VI. Sticks, not carrots? The effect of greater enforcement on formalisation

If making business registration easier has a limited effect on formalisation rates, what have we learned about the effect of stricter enforcement of existing regulations? Overall, the evidence suggests that stricter enforcement is much more effective in increasing formality.

Alcázar, Andrade, and Jaramillo (2010) use a randomised experiment where 577 firms were visited by municipal inspection officers and find that – although it is very difficult to locate some informal firms – there is a large potential impact on formalisation: approximately a quarter of firms that received an inspection as a result of their intervention registered with the municipality. In Brazil, Andrade, Bruhn, and McKenzie (2014) also randomly assigned municipal inspectors to firms. They find that the inspectors are unable to find many firms they are assigned to visit, but that the impact of a realized visit by an inspector visit was a 21 to 27 percentage point increase in registration.

In practice, even after firms formally register, they face a number of other regulations and can choose the extent to which they comply with these regulations. For example, Ulyssea (2018) defines two margins of informality that a firm can exploit: (i) the “extensive margin” (not registering the business); and (ii) a subtler “intensive margin” (e.g. hiring workers “off the books”).  Formally registered firms may be partly informal with regard to their compliance with labour and tax regulations, and several studies examine the role of enforcement in increasing formality along these dimensions.

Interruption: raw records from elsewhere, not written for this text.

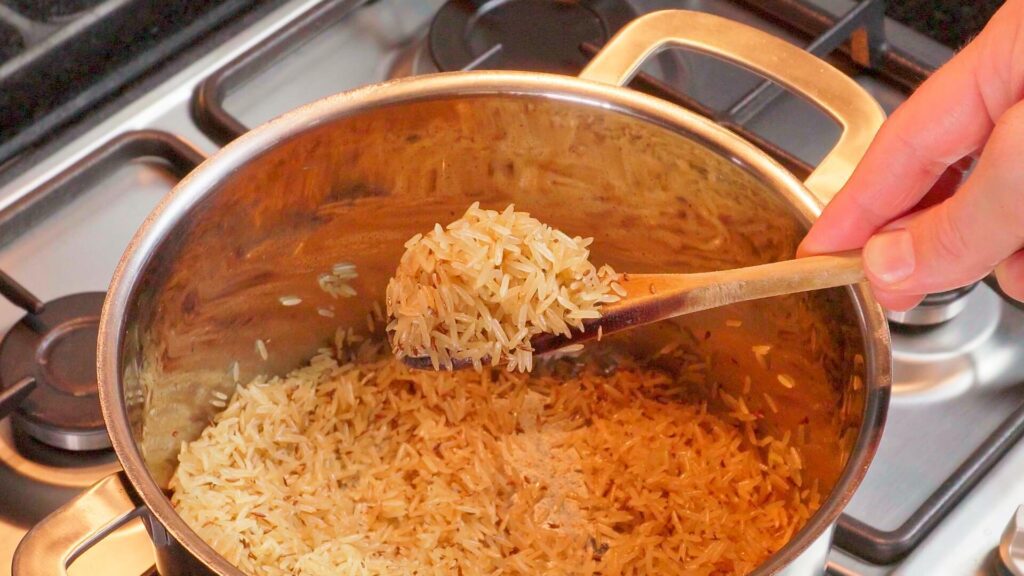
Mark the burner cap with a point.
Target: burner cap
(934, 310)
(534, 35)
(58, 348)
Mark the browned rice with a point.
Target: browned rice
(479, 288)
(366, 466)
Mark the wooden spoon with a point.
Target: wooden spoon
(650, 297)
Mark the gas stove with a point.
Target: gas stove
(945, 481)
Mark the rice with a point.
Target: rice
(261, 350)
(337, 282)
(361, 465)
(460, 292)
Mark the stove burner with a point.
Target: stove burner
(534, 35)
(934, 310)
(57, 347)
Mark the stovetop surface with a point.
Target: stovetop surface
(952, 387)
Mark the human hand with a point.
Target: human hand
(921, 234)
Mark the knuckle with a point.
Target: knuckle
(1010, 275)
(949, 236)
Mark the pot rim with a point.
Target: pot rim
(173, 207)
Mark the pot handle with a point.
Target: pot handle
(842, 98)
(53, 543)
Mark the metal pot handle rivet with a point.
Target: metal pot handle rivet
(837, 94)
(49, 547)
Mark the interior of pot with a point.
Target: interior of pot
(355, 189)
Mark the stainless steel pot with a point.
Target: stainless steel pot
(351, 176)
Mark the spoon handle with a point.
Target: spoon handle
(686, 293)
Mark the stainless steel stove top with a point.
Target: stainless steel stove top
(954, 385)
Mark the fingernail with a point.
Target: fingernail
(889, 256)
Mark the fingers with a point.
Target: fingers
(1011, 276)
(964, 238)
(948, 118)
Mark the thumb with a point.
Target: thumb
(963, 239)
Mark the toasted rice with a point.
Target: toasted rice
(480, 288)
(365, 466)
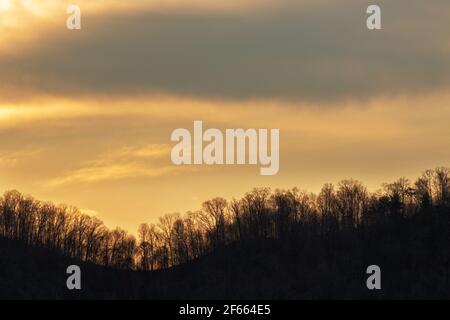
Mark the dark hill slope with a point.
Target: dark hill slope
(263, 271)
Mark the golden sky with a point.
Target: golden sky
(86, 116)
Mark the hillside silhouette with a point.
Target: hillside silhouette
(281, 244)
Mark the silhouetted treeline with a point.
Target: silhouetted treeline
(337, 216)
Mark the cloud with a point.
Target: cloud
(129, 162)
(300, 51)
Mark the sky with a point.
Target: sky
(86, 115)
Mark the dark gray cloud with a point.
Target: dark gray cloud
(321, 52)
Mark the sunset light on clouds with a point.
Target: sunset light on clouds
(91, 112)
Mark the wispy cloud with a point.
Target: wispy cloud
(129, 162)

Pomeranz (2015) examines the effect of increasing auditing in the VAT system in Chile. She finds that a letter sent by the tax authority to generate a perceived increase in audit probability to randomly selected firms led to an increase of 12 percent in median declared income, with this effect concentrated in firms that sell to final consumers (because the letter is likely to have less of an effect on firms that already faced enforcement through the VAT paper trail). The effect was also larger for smaller firms, which is consistent with the idea that larger firms are less likely to evade taxes.

A complementary approach is to establish incentives for customers to demand that firms become formal. Several countries have implemented a system in which tax receipts count as lottery tickets, creating an incentive for customers to ask for receipts. This system has been implemented in Taiwan, Korea, China, Brazil, and Puerto Rico. Wan (2010) finds that the introduction of this system in China increased sales tax revenue by 17 percent in districts that implemented the reform. Naritomi (2013) finds that the effect on tax revenue in Brazil was an increase of 23 percent.

Almeida and Carneiro (2012) study the impact of greater enforcement of labour regulations in Brazil and find that an increase in the enforcement of mandated benefits in the formal sector led to a reduction in formal wages and an increase in formal sector employment. However, since they have data on workers and not firms, they are not able to determine how much of this impact comes from firms from hiring new workers and how much comes from firms registering previously-informal workers.  Kumler, Verhoogen, and Frías (2013) examine the dimension of labour informality in which firms register workers but underreport the wages they pay them, in order to reduce their payroll tax burden. They find that a social security reform that gave workers incentives to monitor what firms reported led to less evasion among firms reporting the wages of affected workers.